16.9 Modeling

  • Let’s explore some different models with different dimensionality reduction techniques: single layer neural network, bagged trees, flexible discriminant analysis (FDA), naive Bayes, and regularized discriminant analysis (RDA)

(This is slow so I don’t actually run it here.)

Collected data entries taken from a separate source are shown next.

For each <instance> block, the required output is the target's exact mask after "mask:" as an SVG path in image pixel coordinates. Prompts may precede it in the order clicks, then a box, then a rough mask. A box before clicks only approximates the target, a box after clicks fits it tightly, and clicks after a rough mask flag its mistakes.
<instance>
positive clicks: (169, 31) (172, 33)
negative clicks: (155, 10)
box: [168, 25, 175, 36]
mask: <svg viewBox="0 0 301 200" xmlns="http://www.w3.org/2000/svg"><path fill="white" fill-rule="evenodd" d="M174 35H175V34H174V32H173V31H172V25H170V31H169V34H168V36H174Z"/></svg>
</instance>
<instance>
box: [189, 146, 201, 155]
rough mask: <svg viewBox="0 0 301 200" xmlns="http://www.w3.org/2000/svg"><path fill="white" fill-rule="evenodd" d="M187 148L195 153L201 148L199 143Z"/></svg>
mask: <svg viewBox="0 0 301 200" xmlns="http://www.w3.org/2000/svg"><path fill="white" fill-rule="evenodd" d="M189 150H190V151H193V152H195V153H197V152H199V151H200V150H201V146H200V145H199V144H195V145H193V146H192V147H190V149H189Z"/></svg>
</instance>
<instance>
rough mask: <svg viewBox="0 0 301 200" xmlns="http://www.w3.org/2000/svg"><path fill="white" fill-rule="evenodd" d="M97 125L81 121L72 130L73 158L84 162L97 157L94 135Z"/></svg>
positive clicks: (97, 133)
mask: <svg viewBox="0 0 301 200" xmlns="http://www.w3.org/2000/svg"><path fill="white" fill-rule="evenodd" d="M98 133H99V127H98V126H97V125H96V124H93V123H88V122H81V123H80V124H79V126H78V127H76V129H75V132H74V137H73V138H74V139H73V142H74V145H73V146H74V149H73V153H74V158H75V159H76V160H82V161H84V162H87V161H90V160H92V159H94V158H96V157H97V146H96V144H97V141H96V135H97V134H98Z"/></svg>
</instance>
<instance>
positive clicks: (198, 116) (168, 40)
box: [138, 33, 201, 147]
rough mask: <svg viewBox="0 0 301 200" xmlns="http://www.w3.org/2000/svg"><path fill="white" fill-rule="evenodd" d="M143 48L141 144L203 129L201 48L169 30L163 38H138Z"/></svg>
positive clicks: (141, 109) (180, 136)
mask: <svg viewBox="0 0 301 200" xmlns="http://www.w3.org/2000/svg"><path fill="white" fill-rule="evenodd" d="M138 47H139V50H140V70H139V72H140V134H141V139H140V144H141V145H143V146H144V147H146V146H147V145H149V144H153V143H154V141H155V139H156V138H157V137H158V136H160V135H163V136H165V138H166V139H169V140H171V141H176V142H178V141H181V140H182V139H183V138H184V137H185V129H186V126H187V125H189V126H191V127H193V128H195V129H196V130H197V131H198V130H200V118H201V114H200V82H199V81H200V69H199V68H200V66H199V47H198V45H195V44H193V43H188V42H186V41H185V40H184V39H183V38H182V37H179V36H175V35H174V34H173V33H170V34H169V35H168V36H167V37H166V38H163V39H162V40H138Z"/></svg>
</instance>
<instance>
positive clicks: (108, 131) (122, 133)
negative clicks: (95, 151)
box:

ctrl <- control_grid(parallel_over = "everything")
bean_res <- 
  workflow_set(
    preproc = list(basic = class ~., pls = pls_rec, umap = umap_rec), 
    models = list(bayes = bayes_spec, fda = fda_spec,
                  rda = rda_spec, bag = bagging_pec,
                  mlp = mlp_spec)
  ) %>% 
  workflow_map(
    verbose = TRUE,
    seed = 1703,
    resamples = bean_val,
    grid = 10,
    metrics = metric_set(roc_auc)
  )

rankings <- 
  rank_results(bean_res, select_best = TRUE) %>% 
  mutate(method = map_chr(wflow_id, ~ str_split(.x, "_", simplify = TRUE)[1])) 

rankings %>% 
  ggplot(aes(x = rank, y = mean, pch = method, col = model)) + 
  geom_point(cex = 3) + 
  theme(legend.position = "right") +
  labs(y = "ROC AUC") +
  coord_cartesian(ylim = c(0, 1))

Most models give good performance. Regularized discriminant analysis with PLS seems the best.